Les missions sont le plus souvent anodines, mais elles peuvent vous emmener à l'autre bout monde aussi bien que dans la boutique d'un oiseleur de Buenos Aires, où vous étiez chargé d'acheter une perruche à ailes vertes que vous deviez ensuite transporter dans sa cage, jusque chez un pharmacien ou un chez libraire d'ouvrages hébraïques que vous ne connaissiez pas. Tandis que d'autres fois, il peut s'agir de faire dérailler un train, ou de retrouver un ancien clown, ou un ancien danseur de l'opéra de Paris, devenu clochard sur le Pont-Neuf, ou de déclencher une révolution, ou d'assassiner un prétendant à la succession du trône impérial d'Autriche. Ainsi, entre deux réunions (le temps qu'une mission s'accomplisse), il peut se passer quelques jours à peine, tandis que d'autres fois, il faut attendre des années, et alors, à défaut de pouvoir interroger personne, comment ne pas douter si la mission a échoué, ou si le Maître lui-même n'est pas mort?

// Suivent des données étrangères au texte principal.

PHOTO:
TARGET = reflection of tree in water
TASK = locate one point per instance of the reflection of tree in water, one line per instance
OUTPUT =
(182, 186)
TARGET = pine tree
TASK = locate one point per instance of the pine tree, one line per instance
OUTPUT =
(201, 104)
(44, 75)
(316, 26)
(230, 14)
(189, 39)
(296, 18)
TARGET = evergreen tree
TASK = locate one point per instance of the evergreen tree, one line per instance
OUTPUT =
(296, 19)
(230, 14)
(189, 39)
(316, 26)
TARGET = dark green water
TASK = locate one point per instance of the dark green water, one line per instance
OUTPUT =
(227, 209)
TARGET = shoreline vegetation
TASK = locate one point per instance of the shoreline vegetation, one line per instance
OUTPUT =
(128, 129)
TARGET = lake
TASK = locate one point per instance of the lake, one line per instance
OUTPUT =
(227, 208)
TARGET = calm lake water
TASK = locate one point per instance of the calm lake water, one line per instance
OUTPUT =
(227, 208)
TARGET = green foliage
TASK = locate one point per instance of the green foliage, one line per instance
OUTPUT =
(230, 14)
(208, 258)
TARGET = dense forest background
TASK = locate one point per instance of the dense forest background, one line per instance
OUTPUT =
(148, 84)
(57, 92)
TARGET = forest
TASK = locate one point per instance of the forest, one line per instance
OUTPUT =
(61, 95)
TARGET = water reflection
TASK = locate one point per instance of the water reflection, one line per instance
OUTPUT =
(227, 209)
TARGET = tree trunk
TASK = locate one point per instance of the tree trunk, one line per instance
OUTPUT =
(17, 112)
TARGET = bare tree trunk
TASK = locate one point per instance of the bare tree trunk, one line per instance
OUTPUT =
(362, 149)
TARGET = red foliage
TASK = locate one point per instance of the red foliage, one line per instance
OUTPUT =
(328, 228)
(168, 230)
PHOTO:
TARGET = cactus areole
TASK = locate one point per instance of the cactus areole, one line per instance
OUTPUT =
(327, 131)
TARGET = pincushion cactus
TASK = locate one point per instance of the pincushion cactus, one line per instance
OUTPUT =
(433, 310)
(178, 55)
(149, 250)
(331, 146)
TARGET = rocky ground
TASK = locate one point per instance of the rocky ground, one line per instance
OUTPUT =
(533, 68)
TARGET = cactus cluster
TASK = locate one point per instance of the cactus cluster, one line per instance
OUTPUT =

Je parle du passé. Car, quand les deux hommes se retrouvent dans le glacier que j'ai dit, il y a plus de quinze ans déjà que le Cercle ne s'est plus réuni. Qu'ils n'ont plus de nouvelles de personne. Ils tâchent de se rappeler les noms. Pour le Maître, c'est facile. Comment pourraient-ils l'avoir oublié? Il s'appelait Lucian Cappadoro (à moins que ce fût là un pseudonyme). Quant à la femme, quant à l'unique femme du Cercle, ses longs cheveux luisants, ses yeux noirs... Comment pourrait-elle jamais s’effacer de leur esprit?